ALGO AMEAÇADORAMENTE
ESTRANHO
O HOMEM DA
AREIA
Freud analisou o caso do estudante Nathanael.
Ainda criança, Nathanael perdera o pai
e nunca conseguira esquecer as circunstâncias aterradoras que rodearam a morte
do pai.
À noite, a mãe de Nathanael mandava as
crianças para cama cedo. Em face da normal renitência infantil, avisava os
filhos de que o homem da areia estava a chegar.
Uma noite, Nathanael afoitou-se e pôs-se à escuta do que se
passava na casa depois do recolher das crianças. O que ouviu foi uns passos
pesados que iam da porta de entrada ao escritório do pai.
“Mãe, quem é o homem da areia?”. Não era nada, era só um
modo de falar sem correspondência concreta.
É a ama das crianças que revela o real sentido da expressão
“homem da areia”. Um homem mau que que visita os meninos quando eles tardam em
ir para a cama e lhes atira punhados de areia para os olhos, fazendo-os saltar
das órbitas a sangrar, pegando depois nesses olhos, deitando-os para um saco (o
homem do saco da minha infância!), esperando até ao próximo quarto crescente da
lua, e nessa altura dando-os a comer aos filhos, que têm bicos recurvos e estão
num ninho.
Nathanael ouve a tremenda história com algum cepticismo, e
resolve dedicar-se à tarefa de descobrir que aspecto poderia ter esse malvado
homem da areia.
Consegue esconder-se no escritório do pai. Era uma das
noites em que o pai esperava a visita do homem. Quando o visitante entra,
Nathanael reconhece-o. É o advogado Copelius, figura grotesca e repelente que
infundia medo às crianças da cidade.
Copelius e o pai sentam-se junto do fogão a falar e a mexer
as brasas incandescentes. Nathanel ouve o advogado a reclamar olhos, quero
olhos, quero olhos. Nathanael grita. Copelius descobre-o escondido no
reposteiro, agarra-o, leva-o até ao fogão e faz menção de lhe atirar as brasas
para os olhos. O pai roja-se aos pés de Copelius e implora-lhe que poupe os
olhos do filho. Nathanael desmaia.
Nathanael passa muito tempo doente, de cama.
Certa noite, passado um ano, Copelius torna a visitar o pai
de Nathanael, há uma violenta explosão no escritório, o pai morre e Copelius
desaparece.
Mais uns quantos anos volvidos e Nathanael anda a estudar.
Deambula pela cidade universitária e
nota no meio do movimento uma figura que lhe recorda o advogado Copelius.
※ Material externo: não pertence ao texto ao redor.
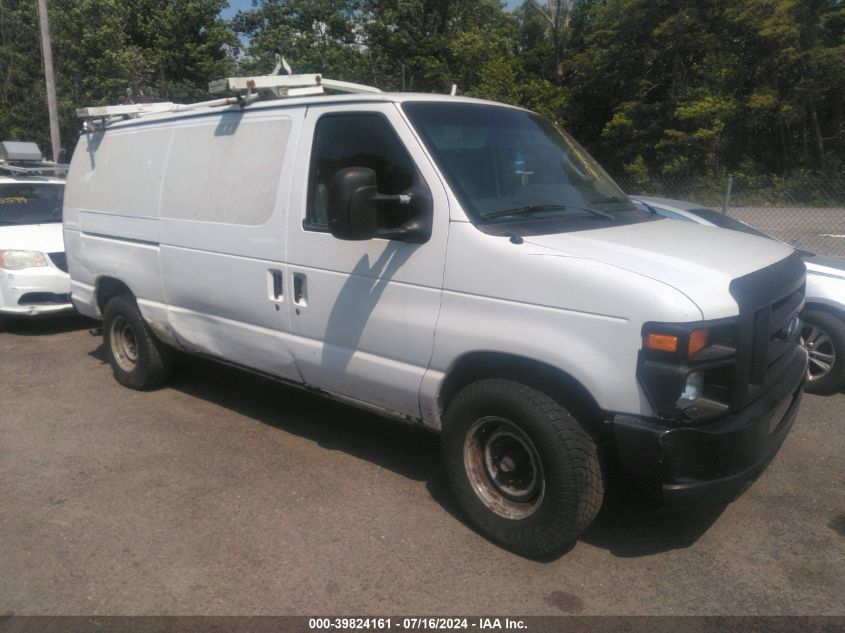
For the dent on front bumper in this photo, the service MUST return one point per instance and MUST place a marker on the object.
(34, 291)
(712, 463)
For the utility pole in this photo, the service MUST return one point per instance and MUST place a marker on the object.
(47, 56)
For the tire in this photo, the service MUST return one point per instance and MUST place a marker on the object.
(523, 471)
(138, 359)
(823, 334)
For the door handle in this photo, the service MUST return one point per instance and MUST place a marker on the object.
(275, 285)
(300, 289)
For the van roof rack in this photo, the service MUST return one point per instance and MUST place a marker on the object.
(24, 158)
(250, 89)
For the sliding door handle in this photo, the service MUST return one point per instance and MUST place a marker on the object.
(274, 285)
(300, 289)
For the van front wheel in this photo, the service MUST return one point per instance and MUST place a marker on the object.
(138, 359)
(523, 470)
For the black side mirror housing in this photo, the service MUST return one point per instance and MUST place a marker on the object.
(353, 214)
(353, 208)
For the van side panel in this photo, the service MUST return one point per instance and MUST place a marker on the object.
(111, 211)
(223, 222)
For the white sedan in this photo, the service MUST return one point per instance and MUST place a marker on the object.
(33, 268)
(823, 331)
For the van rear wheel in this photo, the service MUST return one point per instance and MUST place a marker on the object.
(138, 359)
(523, 470)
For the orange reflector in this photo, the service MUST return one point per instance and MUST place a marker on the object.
(698, 340)
(662, 342)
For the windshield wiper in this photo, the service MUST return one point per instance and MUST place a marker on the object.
(531, 208)
(608, 200)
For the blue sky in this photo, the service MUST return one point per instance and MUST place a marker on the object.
(239, 5)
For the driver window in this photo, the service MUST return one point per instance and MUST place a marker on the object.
(357, 140)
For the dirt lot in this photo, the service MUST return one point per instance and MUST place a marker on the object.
(228, 494)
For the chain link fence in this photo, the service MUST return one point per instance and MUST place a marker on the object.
(805, 211)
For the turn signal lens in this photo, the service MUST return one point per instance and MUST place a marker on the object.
(661, 342)
(698, 340)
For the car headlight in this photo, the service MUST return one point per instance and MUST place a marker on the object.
(17, 260)
(687, 369)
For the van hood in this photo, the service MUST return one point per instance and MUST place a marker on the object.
(45, 238)
(699, 261)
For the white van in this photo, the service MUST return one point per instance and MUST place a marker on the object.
(455, 263)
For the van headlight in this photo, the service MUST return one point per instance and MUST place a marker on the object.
(687, 369)
(17, 260)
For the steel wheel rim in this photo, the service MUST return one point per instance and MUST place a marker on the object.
(124, 345)
(504, 467)
(820, 349)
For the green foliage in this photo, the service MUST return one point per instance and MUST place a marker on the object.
(658, 90)
(161, 49)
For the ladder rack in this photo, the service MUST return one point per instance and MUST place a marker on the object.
(251, 88)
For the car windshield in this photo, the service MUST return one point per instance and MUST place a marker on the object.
(506, 163)
(30, 203)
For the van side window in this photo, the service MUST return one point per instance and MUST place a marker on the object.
(356, 140)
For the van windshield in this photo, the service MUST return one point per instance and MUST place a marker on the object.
(507, 164)
(30, 203)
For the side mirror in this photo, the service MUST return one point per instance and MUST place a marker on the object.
(354, 207)
(352, 210)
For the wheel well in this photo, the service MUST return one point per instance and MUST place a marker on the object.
(108, 288)
(550, 380)
(824, 307)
Trata-se de um oculista ambulante italiano chamado Giuseppe Coppola.
Aproxima-se dele. O oculista oferece-lhe barómetros, higrómetros. O estudante
não precisa de barómetros e higrómetros para nada. “Não quer barómetros? Não
quer higrómetros? Mas também tenho olhos, olhos de óptima qualidade”.
Nathanael
fica petrificado de horror. O outro apresenta-lhe uns olhos e então o estudante
recompõe-se. Não eram olhos, eram óculos, banais óculos. E fica-lhe com um par
de binóculos.
Esses binóculos usa-os Nathanael para espiar a casa
fronteira onde mora o professor Spalanzani, cuja bela filha, Olympia, ele
admira. No decurso das observações, o estudante nota que Olympia não se mexe e
não fala. O que não impede que Nathanael esqueça a rapariga com quem está para
casar e se apaixone por Olympia.
Nathanael descobre que Olympia afinal não é ninguém.
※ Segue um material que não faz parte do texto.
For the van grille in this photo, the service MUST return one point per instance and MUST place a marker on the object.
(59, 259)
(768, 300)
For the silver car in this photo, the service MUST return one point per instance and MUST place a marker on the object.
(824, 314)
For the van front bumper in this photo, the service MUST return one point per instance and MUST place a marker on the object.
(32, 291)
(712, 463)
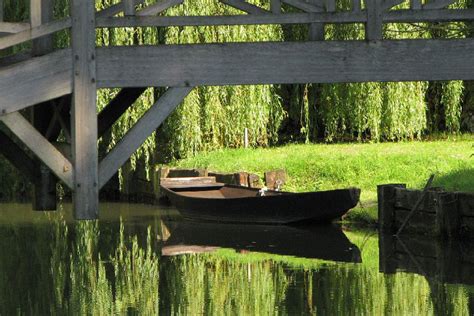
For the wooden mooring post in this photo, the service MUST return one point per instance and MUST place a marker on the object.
(445, 215)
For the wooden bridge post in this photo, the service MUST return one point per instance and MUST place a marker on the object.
(44, 197)
(84, 112)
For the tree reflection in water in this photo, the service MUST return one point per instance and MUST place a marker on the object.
(105, 268)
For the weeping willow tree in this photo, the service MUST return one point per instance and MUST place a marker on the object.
(215, 117)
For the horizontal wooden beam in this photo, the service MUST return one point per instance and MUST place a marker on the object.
(158, 7)
(253, 19)
(440, 15)
(40, 146)
(36, 32)
(243, 5)
(295, 62)
(35, 80)
(114, 9)
(135, 137)
(303, 5)
(396, 16)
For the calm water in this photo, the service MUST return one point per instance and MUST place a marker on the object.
(143, 260)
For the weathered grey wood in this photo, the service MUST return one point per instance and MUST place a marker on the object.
(373, 27)
(386, 196)
(415, 4)
(44, 198)
(40, 146)
(9, 27)
(44, 190)
(245, 6)
(17, 157)
(438, 4)
(305, 6)
(35, 13)
(129, 7)
(407, 16)
(112, 112)
(84, 113)
(35, 80)
(158, 7)
(287, 18)
(388, 4)
(275, 6)
(316, 30)
(29, 34)
(295, 62)
(138, 134)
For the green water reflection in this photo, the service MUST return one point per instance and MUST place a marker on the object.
(52, 265)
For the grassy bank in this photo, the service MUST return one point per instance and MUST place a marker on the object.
(320, 167)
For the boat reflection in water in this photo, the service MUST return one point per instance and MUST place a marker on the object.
(327, 242)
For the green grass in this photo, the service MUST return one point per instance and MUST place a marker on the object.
(321, 166)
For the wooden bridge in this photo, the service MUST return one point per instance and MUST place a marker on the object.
(60, 86)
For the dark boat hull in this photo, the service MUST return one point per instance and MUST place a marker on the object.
(233, 204)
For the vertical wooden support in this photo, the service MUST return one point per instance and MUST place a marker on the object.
(84, 113)
(316, 30)
(129, 7)
(275, 6)
(447, 216)
(374, 26)
(41, 11)
(386, 203)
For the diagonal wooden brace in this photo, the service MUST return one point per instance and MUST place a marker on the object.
(40, 146)
(135, 137)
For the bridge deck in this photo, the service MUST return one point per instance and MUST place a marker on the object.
(52, 76)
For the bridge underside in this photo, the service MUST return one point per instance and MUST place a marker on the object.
(53, 76)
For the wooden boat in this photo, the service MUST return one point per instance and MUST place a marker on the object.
(327, 242)
(235, 204)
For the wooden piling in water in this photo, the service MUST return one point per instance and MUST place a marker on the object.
(386, 206)
(445, 215)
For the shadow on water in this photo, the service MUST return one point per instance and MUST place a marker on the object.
(326, 242)
(443, 263)
(50, 265)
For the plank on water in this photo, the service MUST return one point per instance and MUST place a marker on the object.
(297, 62)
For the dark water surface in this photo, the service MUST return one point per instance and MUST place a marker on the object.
(141, 259)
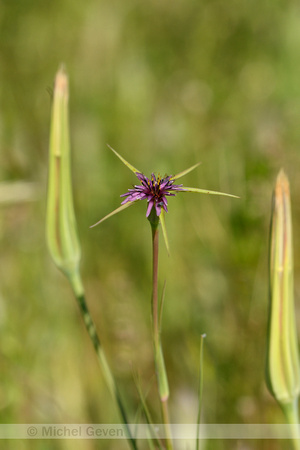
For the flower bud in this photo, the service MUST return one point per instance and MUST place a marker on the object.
(61, 231)
(282, 369)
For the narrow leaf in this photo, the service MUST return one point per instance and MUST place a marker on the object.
(205, 191)
(116, 211)
(161, 306)
(154, 438)
(130, 166)
(184, 172)
(164, 230)
(200, 389)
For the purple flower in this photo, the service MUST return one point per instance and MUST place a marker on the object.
(155, 191)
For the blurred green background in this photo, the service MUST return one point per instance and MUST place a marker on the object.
(167, 84)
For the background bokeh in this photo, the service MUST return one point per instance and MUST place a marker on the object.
(167, 84)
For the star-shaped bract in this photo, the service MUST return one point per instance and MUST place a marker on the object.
(155, 191)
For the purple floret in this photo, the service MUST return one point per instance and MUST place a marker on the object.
(154, 190)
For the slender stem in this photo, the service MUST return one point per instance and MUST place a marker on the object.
(155, 242)
(158, 354)
(291, 413)
(78, 289)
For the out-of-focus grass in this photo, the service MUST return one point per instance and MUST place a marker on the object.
(167, 85)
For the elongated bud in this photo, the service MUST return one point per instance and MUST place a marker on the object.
(282, 371)
(61, 231)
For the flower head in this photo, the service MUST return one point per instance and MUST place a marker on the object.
(154, 190)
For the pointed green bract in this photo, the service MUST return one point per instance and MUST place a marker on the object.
(206, 191)
(61, 230)
(282, 368)
(116, 211)
(130, 166)
(184, 172)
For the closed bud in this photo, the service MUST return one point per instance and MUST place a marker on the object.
(61, 230)
(282, 370)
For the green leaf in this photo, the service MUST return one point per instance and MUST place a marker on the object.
(116, 211)
(130, 166)
(200, 389)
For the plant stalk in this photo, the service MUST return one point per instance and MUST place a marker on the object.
(78, 289)
(161, 374)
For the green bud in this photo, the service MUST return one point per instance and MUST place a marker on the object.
(61, 231)
(282, 369)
Olympia é um autómato a quem Giuseppe Coppola colocou uns olhos. Logo, Coppola
é o homem da areia da infância do estudante. Quando um dia ele entra na casa de
Spalanzani assiste a uma bruta discussão entre o físico e o oculista. É então
que Coppola agarra na boneca, agora sem olhos, e leva-a com ele, enquanto
Spalanzani apanha do chão uns olhos ensanguentados e os atira ao peito do
estudante, afirmando que aqueles olhos que foram postos em Olympia são os olhos
do próprio Nathanael roubados pelo oculista. Nathanael tem um acesso de loucura
pelas reminiscências que tem da morte do pai, atira-se ao professor a gritar
“gira, gira, oh, oh, círculo de fogo, gira, gira, depressa, depressa, boneca de
pau, gira gira!”.
Torna a cair doente. Perde e recobra consciência várias
vezes. Um dia volta a si, lúcido, e os médicos dão-no como curado. Agora sim,
poderá casar-se com Clara, a noiva que nunca o abandonou.
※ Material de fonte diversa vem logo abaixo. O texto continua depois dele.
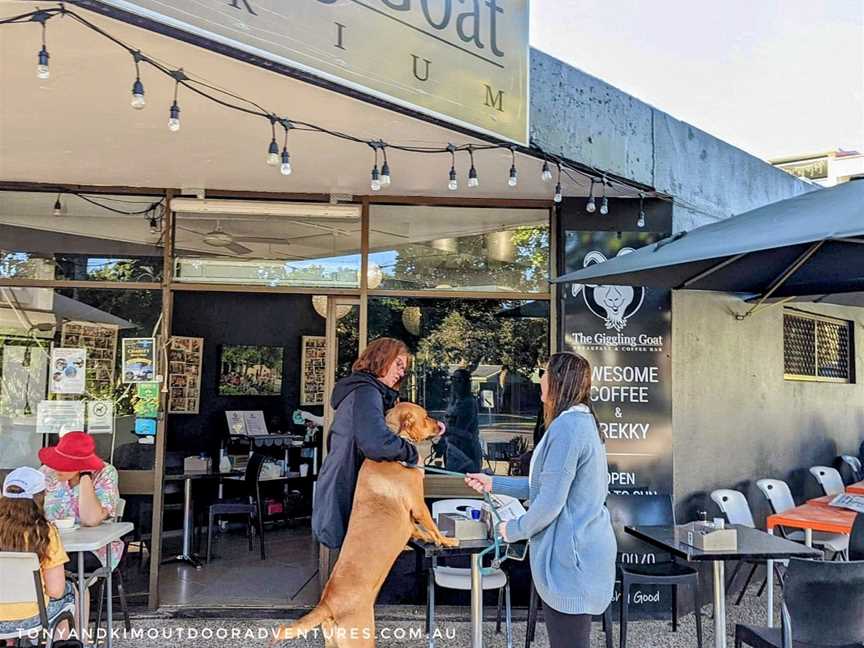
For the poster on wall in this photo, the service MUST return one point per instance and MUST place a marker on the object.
(625, 333)
(185, 355)
(313, 365)
(139, 360)
(68, 371)
(100, 341)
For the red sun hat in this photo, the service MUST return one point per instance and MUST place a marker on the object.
(76, 451)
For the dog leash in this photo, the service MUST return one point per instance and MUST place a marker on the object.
(499, 556)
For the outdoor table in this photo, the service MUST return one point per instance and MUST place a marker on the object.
(856, 489)
(82, 539)
(466, 547)
(753, 544)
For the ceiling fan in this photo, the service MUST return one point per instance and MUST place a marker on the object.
(219, 238)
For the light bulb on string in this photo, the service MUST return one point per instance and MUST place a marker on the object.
(375, 183)
(138, 99)
(285, 165)
(385, 168)
(473, 180)
(514, 174)
(559, 196)
(273, 159)
(42, 69)
(453, 185)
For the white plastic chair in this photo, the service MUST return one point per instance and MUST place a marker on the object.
(779, 497)
(829, 479)
(459, 578)
(22, 583)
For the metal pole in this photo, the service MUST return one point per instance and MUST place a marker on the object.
(476, 601)
(719, 605)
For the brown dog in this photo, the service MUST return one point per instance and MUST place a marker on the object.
(388, 510)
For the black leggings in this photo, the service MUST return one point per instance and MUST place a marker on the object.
(567, 630)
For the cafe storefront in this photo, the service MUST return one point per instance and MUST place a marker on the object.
(259, 252)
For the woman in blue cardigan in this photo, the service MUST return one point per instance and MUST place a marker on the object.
(572, 543)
O tempo passa. Nathanael, Clara e o irmão desta dão
agradáveis passeios. Vão atravessar a praça do mercado onde se projectam as
altas torres da câmara municipal. Clara sugere uma subida lá acima, ao alto das
torres. E assim fazem. Os noivos sobem à torre e o irmão de Clara fica cá em
baixo.
Clara olha do alto da torre e qualquer coisa lhe chama a
atenção lá em baixo, na praça. Nathanael saca dos binóculos em tempos vendidos
pelo oculista italiano que levava no bolso, assesta-os, e é novamente acometido
por um ataque de loucura. “Boneca de pau, gira, gira, boneca de pau, círculo de
fogo, gira, gira!”. Tenta empurrar Clara para o vazio. Clara grita por socorro.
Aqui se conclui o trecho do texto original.